Она ткнула осторожно пальцем ему в грудь, сблизившись, и нависая, как туча. Но без сердитости, без злобы – просто была выше него. Парень виновато опустил взгляд, но затем снова, не по своей воле, поднял его. Пальцы Ульяны, холодные от сквозняка, и темные от врожденного южного загара, держали его подбородок, словно тот совсем ничего и не весил. Она смотрела ему точно в глаза, ища в них что-то. Но не видела ничего, кроме усталости и затаенной внутри грусти. Понимала, что парень скучал по своему командиру, что он не мог перестать винить себя в том, что ушел тогда. Артем сглотнул и медленно выдохнул. Он стоял не двигаясь, просто ожидая того, что с ним дальше сделает Вирхова.
–– Я не видела, чтобы ты сегодня спал. – спокойно произнесла она, отпуская его подбородок. – Мне кажется, тебе бы пошло на пользу несколько часов отдыха.
–– Я пришел не просить вас о разрешении на отдых. – уверенно ответил он ей. В его голосе была уверенность. Но уверенность тихая, все же несколько потерянная за страхом перед генералом армии. – Я пришел доложить о том, что экипаж танка готов к выполнению любой поставленной боевой задачи!

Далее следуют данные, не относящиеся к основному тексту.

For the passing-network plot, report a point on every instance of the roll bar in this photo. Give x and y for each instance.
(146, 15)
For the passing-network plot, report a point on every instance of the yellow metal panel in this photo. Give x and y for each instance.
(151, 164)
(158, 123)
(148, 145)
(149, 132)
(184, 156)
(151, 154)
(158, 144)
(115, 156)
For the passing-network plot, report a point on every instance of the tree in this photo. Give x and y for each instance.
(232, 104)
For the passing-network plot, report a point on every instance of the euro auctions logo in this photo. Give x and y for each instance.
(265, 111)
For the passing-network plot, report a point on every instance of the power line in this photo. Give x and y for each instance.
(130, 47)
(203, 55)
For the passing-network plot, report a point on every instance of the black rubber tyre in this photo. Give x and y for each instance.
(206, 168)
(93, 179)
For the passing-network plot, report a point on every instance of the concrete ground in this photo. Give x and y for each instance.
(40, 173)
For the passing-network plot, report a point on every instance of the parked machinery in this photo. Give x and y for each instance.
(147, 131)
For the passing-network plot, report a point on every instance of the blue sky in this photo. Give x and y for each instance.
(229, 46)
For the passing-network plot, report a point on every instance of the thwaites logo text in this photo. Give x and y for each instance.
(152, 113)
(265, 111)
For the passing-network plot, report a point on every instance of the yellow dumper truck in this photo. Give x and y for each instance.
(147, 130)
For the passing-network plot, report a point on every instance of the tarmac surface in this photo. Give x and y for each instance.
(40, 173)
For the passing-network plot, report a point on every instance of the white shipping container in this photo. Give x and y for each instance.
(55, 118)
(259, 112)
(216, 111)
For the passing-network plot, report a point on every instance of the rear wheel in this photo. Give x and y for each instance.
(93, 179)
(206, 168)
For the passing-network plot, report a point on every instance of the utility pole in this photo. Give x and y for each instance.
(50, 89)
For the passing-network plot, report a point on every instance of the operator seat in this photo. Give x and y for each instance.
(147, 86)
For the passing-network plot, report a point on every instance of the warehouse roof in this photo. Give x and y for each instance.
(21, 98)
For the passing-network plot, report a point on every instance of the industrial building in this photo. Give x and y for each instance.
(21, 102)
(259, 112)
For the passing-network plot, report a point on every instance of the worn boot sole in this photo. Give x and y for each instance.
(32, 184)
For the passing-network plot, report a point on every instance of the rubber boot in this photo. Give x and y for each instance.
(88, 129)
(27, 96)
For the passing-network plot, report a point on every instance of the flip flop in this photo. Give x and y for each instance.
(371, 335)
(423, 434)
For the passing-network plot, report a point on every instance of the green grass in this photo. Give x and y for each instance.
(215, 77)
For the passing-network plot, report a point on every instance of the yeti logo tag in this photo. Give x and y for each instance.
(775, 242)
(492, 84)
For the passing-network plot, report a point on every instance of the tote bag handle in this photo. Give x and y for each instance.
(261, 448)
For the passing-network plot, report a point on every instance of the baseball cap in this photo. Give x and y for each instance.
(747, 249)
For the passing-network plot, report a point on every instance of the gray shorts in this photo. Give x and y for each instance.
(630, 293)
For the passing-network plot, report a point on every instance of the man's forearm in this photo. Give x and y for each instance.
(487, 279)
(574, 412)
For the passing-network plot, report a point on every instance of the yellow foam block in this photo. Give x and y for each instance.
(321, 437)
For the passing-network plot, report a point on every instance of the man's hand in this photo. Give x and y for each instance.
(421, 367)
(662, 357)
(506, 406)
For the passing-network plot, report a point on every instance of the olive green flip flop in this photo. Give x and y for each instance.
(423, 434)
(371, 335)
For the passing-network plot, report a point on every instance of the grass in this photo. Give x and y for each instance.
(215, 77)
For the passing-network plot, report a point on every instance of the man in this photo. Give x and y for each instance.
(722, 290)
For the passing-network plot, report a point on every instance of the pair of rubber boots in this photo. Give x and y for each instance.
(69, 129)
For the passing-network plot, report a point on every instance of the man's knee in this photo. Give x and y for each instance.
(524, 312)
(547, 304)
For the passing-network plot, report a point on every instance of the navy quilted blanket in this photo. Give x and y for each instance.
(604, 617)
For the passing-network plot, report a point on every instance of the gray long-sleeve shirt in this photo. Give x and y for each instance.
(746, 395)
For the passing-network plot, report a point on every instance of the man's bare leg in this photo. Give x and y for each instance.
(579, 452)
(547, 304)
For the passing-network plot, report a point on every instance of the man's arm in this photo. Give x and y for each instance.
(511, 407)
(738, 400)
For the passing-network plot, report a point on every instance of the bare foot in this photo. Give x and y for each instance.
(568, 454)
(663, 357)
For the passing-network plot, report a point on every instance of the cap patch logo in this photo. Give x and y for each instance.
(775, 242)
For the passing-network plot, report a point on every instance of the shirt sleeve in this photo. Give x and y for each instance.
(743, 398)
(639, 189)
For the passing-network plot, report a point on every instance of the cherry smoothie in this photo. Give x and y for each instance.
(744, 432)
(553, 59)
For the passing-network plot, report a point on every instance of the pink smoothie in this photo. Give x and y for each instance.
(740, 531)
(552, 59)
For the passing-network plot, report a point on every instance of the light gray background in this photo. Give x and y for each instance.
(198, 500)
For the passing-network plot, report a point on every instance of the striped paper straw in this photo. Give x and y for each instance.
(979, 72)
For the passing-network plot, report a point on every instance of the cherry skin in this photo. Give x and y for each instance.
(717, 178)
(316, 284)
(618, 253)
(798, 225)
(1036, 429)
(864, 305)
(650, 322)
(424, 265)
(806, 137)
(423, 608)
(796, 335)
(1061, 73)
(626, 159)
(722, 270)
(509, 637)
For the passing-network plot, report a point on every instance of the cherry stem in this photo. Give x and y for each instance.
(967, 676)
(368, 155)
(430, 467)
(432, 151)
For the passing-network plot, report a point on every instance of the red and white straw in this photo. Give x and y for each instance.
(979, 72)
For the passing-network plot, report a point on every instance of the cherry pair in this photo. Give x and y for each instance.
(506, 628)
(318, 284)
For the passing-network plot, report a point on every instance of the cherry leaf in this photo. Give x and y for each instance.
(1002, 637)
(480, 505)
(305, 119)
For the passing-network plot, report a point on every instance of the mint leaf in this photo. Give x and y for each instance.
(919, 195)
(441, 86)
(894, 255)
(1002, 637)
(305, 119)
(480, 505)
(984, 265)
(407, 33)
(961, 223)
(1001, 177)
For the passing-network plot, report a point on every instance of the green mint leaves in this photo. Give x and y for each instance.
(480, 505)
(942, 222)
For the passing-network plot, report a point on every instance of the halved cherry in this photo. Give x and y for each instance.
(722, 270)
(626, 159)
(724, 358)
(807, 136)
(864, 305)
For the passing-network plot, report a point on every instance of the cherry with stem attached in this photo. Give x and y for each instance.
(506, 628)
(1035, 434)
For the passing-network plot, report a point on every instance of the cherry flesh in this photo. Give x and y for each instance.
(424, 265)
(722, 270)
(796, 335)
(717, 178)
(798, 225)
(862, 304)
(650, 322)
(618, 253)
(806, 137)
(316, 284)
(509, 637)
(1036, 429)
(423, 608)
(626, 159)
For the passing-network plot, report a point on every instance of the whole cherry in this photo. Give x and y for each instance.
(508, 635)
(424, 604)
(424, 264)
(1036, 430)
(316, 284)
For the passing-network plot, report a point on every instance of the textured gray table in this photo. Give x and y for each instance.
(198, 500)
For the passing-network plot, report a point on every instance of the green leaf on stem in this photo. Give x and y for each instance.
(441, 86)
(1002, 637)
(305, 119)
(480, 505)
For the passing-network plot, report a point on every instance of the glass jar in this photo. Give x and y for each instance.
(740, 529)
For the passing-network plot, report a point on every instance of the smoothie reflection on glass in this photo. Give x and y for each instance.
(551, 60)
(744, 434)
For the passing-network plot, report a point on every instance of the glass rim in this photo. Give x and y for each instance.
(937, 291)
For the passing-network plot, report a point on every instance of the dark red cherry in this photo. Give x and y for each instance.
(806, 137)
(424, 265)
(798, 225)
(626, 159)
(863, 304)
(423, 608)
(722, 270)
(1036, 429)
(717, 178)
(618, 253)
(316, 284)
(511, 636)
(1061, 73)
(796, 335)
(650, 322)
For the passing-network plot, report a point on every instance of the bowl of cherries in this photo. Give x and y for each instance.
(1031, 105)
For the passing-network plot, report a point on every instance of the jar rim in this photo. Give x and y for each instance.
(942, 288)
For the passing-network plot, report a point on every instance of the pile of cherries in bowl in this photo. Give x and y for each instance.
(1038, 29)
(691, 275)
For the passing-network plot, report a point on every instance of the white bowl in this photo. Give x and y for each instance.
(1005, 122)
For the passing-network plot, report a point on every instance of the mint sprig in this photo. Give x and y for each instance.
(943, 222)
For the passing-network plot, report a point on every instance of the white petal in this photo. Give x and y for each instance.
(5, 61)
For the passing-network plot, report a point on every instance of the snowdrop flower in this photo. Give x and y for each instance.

–– Последняя боевая задача может оказаться гибелью. – отвернулась она, зашагав к окошку.
Снова выхватила своим взглядом из толпы Моргану. А затем и Груза. Старик увидел ее в окне, и без слов показал большой палец. Двухсотмиллиметровые орудия были заряжены и готовы к стрельбе. Оставалась только команда. И тут в ее сердце неприятно екнуло. Приходило осознание, что это действительно может стать последним аккордом. Если она запустит эту мясорубку, если последуют залпы, эта затянувшаяся пауза может остаться в прошлом. Жернова военной машины снова начнут перемалывать ее людей, людей с другой стороны. Могут даже перетереть в порошок и ее саму, но последнее было неважно. Больше боялась за раненных и избитых боями солдат. За тех, кто умирал сейчас в койках от осколочных и пулевых ранений, кто страдал от изломанных костей и чудовищных контузий. Она переживала и за тех, кто еще был чудом не тронут, ведь смерть их настигнет не подготовленными к ней.
Ульяна, тяжело сглотнув ком в горле, достала пачку сигарет. Сухими, от ощущения песка на них, пальцами вытянула одну, и сунула в зубы. Спички все никак не хотели зажигаться. А в глаза плавно начинал бить солнечный свет. Хотя до рассвета был еще час. Она чувствовала, как жар от острых крупиц песка между пальцев распространяется по ней, как еще не взошедшее на небосвод солнце начинает слепить ее.